Gun points: Who cares about protecting life?
In 1996, after an assailant massacred 35 people at a resort area in Port Arthur, Tasmania, Australians responded to the horror by banning the possession of automatic rifles and shotguns. Gunowners proceeded to turn in 650,000 guns to the government (which reimbursed them for the cost). Since that year, gun deaths in Australia have been cut in half. The country’s per capita gun crime rate is a tenth that of the United States.

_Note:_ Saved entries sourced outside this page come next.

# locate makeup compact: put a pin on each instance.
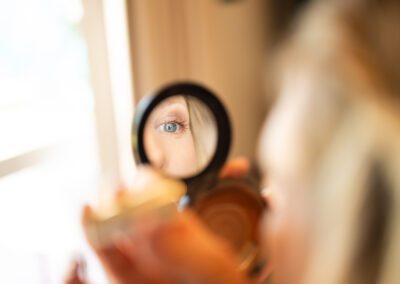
(184, 132)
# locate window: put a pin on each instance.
(52, 105)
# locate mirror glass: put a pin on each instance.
(180, 136)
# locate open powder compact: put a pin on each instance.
(184, 132)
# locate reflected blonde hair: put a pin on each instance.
(203, 129)
(348, 52)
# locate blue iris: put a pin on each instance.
(170, 127)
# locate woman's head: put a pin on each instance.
(331, 149)
(180, 136)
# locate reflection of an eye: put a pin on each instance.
(171, 127)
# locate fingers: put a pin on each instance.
(238, 167)
(188, 249)
(75, 275)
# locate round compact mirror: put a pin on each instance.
(182, 130)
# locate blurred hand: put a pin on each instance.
(181, 250)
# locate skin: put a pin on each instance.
(169, 140)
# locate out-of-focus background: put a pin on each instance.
(70, 74)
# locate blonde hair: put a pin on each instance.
(204, 130)
(348, 53)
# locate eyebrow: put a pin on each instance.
(171, 110)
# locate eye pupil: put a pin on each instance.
(170, 127)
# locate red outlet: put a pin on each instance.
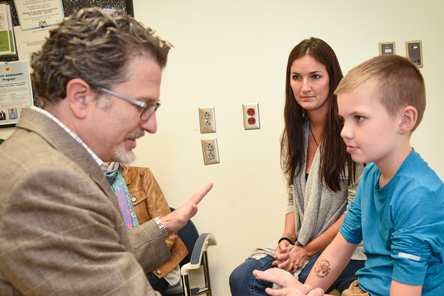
(251, 116)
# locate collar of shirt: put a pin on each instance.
(102, 165)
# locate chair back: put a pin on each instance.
(189, 235)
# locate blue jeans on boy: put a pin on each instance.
(242, 281)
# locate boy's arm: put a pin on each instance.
(331, 263)
(400, 289)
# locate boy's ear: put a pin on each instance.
(408, 121)
(78, 93)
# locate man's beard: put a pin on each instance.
(125, 156)
(128, 156)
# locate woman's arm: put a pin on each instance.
(282, 251)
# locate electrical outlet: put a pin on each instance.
(207, 120)
(251, 116)
(210, 151)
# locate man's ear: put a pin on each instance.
(78, 95)
(408, 121)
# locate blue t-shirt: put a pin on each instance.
(402, 225)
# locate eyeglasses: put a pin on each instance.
(148, 109)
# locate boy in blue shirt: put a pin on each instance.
(398, 210)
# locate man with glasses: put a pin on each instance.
(61, 230)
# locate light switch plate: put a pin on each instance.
(207, 120)
(210, 151)
(413, 51)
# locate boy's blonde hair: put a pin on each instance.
(395, 80)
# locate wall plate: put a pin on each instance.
(210, 151)
(251, 116)
(413, 51)
(207, 120)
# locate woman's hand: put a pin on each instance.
(282, 255)
(298, 257)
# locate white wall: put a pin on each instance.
(232, 52)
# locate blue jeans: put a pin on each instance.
(242, 281)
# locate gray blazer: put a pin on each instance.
(61, 230)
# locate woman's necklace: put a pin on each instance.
(314, 138)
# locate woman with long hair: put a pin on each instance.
(322, 178)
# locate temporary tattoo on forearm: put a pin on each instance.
(322, 269)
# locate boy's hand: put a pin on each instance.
(289, 285)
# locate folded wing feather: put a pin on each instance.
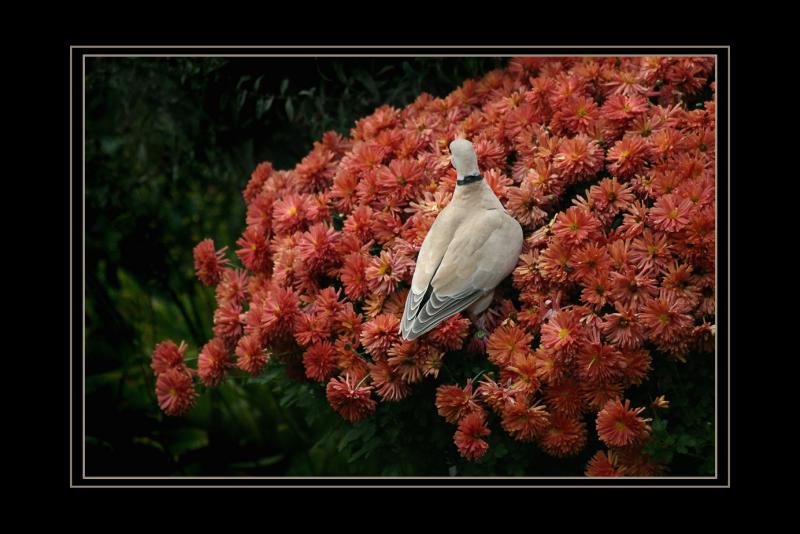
(475, 261)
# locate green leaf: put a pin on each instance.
(340, 73)
(290, 109)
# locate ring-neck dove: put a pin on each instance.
(471, 247)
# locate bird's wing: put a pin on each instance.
(482, 252)
(429, 258)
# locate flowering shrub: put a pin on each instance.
(609, 170)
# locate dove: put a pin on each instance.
(471, 247)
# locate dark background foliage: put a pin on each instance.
(170, 144)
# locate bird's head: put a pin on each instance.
(463, 157)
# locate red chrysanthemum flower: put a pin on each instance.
(605, 465)
(628, 156)
(523, 422)
(468, 436)
(353, 275)
(317, 247)
(279, 312)
(610, 195)
(386, 271)
(597, 395)
(406, 358)
(633, 220)
(554, 262)
(315, 171)
(208, 262)
(255, 253)
(455, 403)
(319, 361)
(670, 213)
(566, 436)
(259, 212)
(575, 116)
(349, 361)
(257, 180)
(233, 287)
(576, 225)
(227, 324)
(524, 204)
(450, 334)
(359, 223)
(498, 395)
(289, 213)
(175, 392)
(551, 368)
(379, 334)
(388, 382)
(637, 365)
(506, 343)
(562, 332)
(401, 178)
(631, 288)
(623, 328)
(618, 425)
(251, 356)
(578, 158)
(624, 107)
(591, 260)
(665, 317)
(599, 362)
(167, 355)
(350, 399)
(213, 363)
(564, 397)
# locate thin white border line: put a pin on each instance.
(716, 340)
(374, 56)
(729, 267)
(406, 47)
(83, 246)
(71, 274)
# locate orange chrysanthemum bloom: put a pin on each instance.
(506, 343)
(175, 392)
(566, 436)
(350, 399)
(523, 422)
(468, 436)
(251, 355)
(618, 425)
(379, 334)
(455, 403)
(605, 464)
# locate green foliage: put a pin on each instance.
(170, 145)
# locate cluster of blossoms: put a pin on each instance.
(624, 273)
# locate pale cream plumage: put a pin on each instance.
(471, 247)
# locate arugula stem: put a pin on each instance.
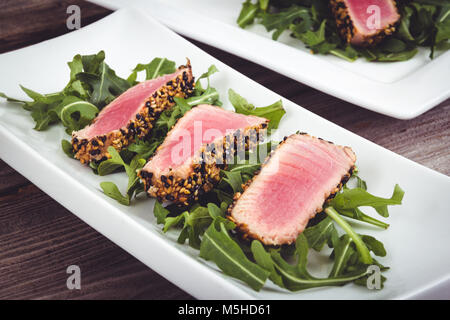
(360, 246)
(367, 219)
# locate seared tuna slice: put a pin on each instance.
(292, 186)
(131, 114)
(365, 22)
(188, 162)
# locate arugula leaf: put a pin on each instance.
(354, 198)
(281, 20)
(273, 112)
(320, 234)
(105, 85)
(112, 191)
(76, 113)
(134, 186)
(218, 246)
(234, 179)
(264, 260)
(297, 277)
(248, 14)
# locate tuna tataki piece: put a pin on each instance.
(291, 187)
(188, 162)
(365, 22)
(131, 114)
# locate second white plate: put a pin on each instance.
(417, 240)
(403, 90)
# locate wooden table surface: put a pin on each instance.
(39, 238)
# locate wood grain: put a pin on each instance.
(39, 238)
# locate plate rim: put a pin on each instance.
(412, 102)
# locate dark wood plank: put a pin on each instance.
(39, 238)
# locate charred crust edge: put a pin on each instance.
(205, 169)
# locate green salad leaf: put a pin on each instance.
(218, 246)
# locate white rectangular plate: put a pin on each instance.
(416, 241)
(403, 90)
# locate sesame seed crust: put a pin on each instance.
(243, 229)
(349, 32)
(204, 171)
(140, 125)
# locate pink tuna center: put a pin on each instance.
(305, 172)
(124, 108)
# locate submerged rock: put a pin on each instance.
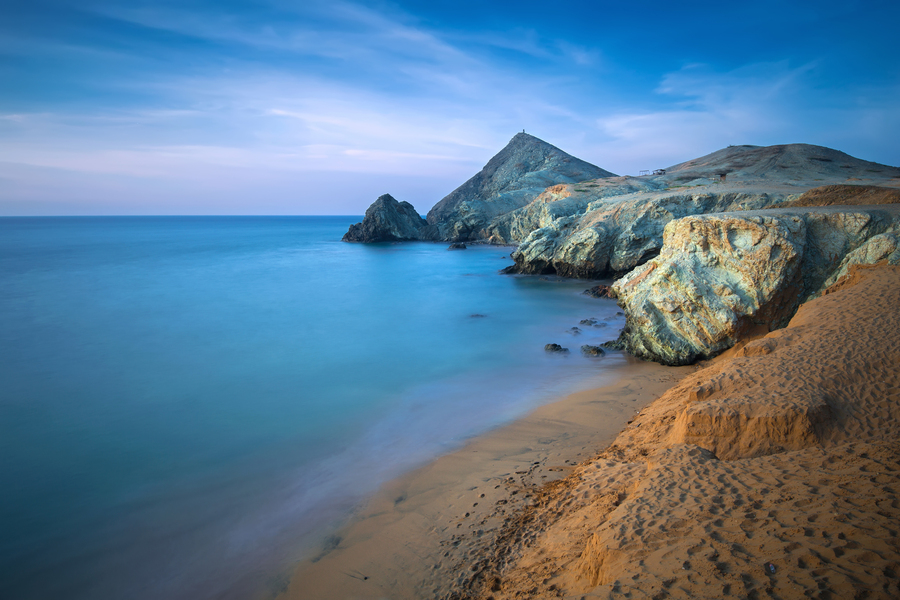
(387, 220)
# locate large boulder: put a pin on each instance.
(716, 277)
(617, 234)
(387, 220)
(510, 180)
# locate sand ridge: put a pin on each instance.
(773, 471)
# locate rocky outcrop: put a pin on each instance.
(719, 276)
(387, 220)
(510, 180)
(615, 235)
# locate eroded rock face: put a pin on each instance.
(510, 180)
(716, 277)
(617, 234)
(720, 275)
(387, 220)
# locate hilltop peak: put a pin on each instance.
(516, 175)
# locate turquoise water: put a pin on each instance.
(189, 404)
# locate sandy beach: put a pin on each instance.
(771, 471)
(426, 529)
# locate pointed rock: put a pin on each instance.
(387, 220)
(510, 180)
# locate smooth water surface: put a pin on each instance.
(188, 404)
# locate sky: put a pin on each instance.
(306, 107)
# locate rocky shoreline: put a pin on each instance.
(772, 469)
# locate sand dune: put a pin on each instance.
(771, 472)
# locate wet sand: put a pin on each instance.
(417, 532)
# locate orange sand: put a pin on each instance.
(772, 472)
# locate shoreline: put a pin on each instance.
(769, 471)
(411, 535)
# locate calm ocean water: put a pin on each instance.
(189, 404)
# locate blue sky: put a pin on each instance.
(286, 107)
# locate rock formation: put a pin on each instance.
(510, 180)
(387, 220)
(719, 276)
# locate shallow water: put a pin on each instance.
(189, 404)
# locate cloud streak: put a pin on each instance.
(191, 98)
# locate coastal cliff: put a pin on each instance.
(708, 251)
(606, 228)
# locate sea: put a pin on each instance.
(190, 405)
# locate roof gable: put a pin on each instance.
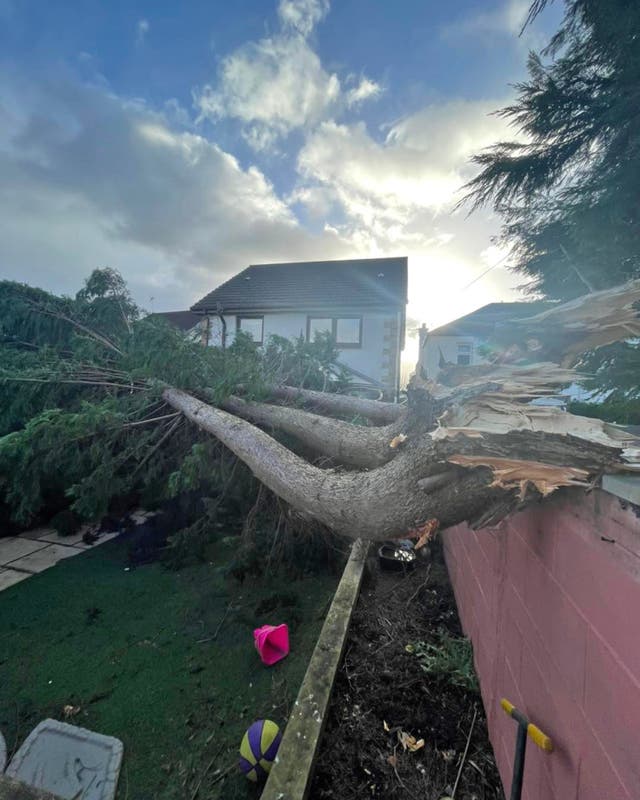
(310, 285)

Why no similar societal response here? Surely some decisive measure is needed. Every year the U.S. suffers 15 firearm deaths for every 100,000 citizens—vastly more than in other industrialized countries that have stricter gun laws, like Norway (4 per 100,000) or England or Japan (less than 1 gun death per 100,000). Other countries have crazy assailants and occasional mass shootings—but none as many or as often as the U.S.
Cho Seung-Hui’s shooting rampage at Virginia Tech that left 33 people dead hasn’t even prompted a serious political debate on gun laws and it isn’t likely to. Many of those who favor gun laws lack the stomach for taking on the National Rifle Association and its allies, who regard all efforts to restrict gun ownership as assaults on individual liberty. It’s become an article of faith among Democrats that Al Gore lost key states (including his home state of Tennessee) in the 2000 presidential race because of his support for tougher gun laws.
One of the guns that Cho used was a 9mm semiautomatic pistol with a 15-round magazine that allowed him to get off 15 shots without stopping to reload. That’s the kind of killing machine that has nothing to do with the sport of hunting. There is no reason a civilian should own such a gun. In most countries of the world such a weapon is available only to police. In this country it is sold to virtually anybody.
Cho’s pistol was among the guns outlawed by the 1994 ban on assault weapons. Congress, with President Bush’s tacit approval, allowed that ban to expire in 2004. You might think there would now be a strong move to reinstate and even strengthen that ban. But you would be wrong.
Why do Americans retreat when they hear the NRA’s myths about guns and liberty rather than rally to calls by police unions and city mayors for stricter gun laws? Why, when it comes to gun violence (but not abortion), do evangelical Christians say that the answer lies not in laws but in a change of heart? Why did the Institute on Religion and Democracy complain that the church leaders who raised the issue of gun control after the Virginia Tech killings had “exploited” the horror by injecting their political views (which is like saying that those who work to restrict tobacco use are exploiting the horror of lung cancer)? Not, we conclude, because they care about protecting life.